Rémy Pierru's thesis, entitled " Mantle melting at high pressure and high temperature: application to early Earth dynamics”, set out to reproduce experimentally the conditions under which the Earth’s mantle melts. The Prix Haüy-Lacroix 2023 was awarded in recognition of the novelty of the experimental approach used, in particular to detect the first traces of partial melting, and the uniqueness of the experiments, most of which were carried out on the PSICHE beamline at SOLEIL.
Rémy Pierru’s thesis work, carried out at the Laboratoire Magmas et Volcans (LMV, Université Clermont-Auvergne) under the supervision of Denis Andrault and Geeth Manthilake, presents several important new results from melting experiments carried out under pressure and temperature conditions representative of the Earth’s dry mantle. Several experimental and analytical techniques have been used to properly assess how melting processes affect mantle dynamics, from the Hadean to the Phanerozoic, i.e. to the present day (Figure 1).
Figure 1: Geological time scale
© lelivrescolaire.fr
High-pressure experiments were carried out using several multi-anvil presses, as well as a diamond anvil cell (DAC), thus covering the full range of pressures in the Earth's mantle, i.e ≈2-140 Gigapascal or 20,000-1,400,000 bar (reminder: atmospheric pressure is approximately 1 bar).
The melting properties of a pyrolitic-type sample (composition of the primitive lower mantle) and two bridgmanite-type samples (mineral found at great depths ≈ 720 km) with different chemistries were measured at the LMV laboratory.
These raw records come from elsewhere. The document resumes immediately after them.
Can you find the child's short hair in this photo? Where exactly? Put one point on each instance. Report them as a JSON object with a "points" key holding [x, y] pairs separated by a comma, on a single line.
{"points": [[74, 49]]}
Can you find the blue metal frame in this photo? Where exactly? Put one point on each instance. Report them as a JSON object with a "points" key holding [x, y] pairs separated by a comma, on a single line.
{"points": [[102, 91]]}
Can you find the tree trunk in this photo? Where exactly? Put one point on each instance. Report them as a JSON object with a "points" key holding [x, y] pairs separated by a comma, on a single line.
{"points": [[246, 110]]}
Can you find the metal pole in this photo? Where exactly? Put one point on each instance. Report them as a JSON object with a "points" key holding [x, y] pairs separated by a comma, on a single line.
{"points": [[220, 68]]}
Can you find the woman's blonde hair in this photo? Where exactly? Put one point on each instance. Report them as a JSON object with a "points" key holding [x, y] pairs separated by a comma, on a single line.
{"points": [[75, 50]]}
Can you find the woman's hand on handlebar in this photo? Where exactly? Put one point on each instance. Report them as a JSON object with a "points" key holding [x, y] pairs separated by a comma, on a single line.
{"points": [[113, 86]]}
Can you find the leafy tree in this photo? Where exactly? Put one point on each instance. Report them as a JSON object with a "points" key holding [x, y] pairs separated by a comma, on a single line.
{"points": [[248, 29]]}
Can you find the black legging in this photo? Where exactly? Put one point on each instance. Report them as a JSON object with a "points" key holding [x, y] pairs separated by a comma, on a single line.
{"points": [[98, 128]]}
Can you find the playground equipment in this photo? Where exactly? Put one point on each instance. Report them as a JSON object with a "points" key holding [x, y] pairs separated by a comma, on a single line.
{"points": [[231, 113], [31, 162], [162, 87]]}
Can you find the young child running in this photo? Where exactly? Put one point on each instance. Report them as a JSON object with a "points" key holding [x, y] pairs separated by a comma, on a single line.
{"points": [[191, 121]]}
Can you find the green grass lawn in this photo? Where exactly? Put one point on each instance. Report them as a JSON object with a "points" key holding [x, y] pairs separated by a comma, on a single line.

Measurements were taken from pressure conditions corresponding to the end of the transition zone (around 25 GPa) to the mantle-core boundary (around 140 GPa), using a diamond anvil cell coupled to laser heating. The use of infrared lasers for heating makes it possible to reproduce temperatures of several thousand kelvin degrees (≈1500-4000K), which is sufficient to study the melting of the Earth's mantle.
Figure 2: Schematic cross-section of the Earth's structure
© encyclopedie-environnement.org
Secondly, on the PSICHE beamline new pyrolitic melting curves were measured in a multi-anvil press coupled with X-ray diffraction measurements, enabling us to propose a new phase diagram of the upper mantle up to around 30 GPa (≈800 km). The chemistry of the mineralogical and liquid phases was precisely analyzed in order to understand the evolution of the chemistry according to extent of melting, temperature and pressure.
Thanks to this thesis work, the evolution of the percentage of liquid melting and the volume proportions of minerals in melted samples as a function of temperature and pressure could be accurately determined by carrying out in situ measurements. Several techniques were used, including sample electrical conductivity (LMV), mineralogical studies using X-ray diffraction (PSICHE), and finally the detection of the fall of a rhenium sphere in a partially melted sample using X-ray contrast imaging (PSICHE). This study of the dropping of the sphere is in situ evidence of sample melting, but also provides information on viscosity changes within the sample.
The liquids obtained were compared with several very ancient Precambrian lavas that were low in silica but rich in iron and magnesium, with the aim of better understanding the origin of mantle magmas and identifying the types of liquid that can be produced by melting the upper mantle. Finally, a chemical model of the upper mantle was developed to estimate several parameters depending on the extent of melting: minerals present, chemistry, volumetric proportions, temperature and melting properties.
The implications of the results of this thesis for understanding the evolution of mantle melting throughout Earth's history, such as the source of the magmas of the major Archean magmatic provinces, go far beyond the scope of experimental petrology.
Rémy Pierru, currently post-doctoral fellow in the MP3 team (IMPMC - Sorbonne University), close to the multi-anvil press of the IMPMC.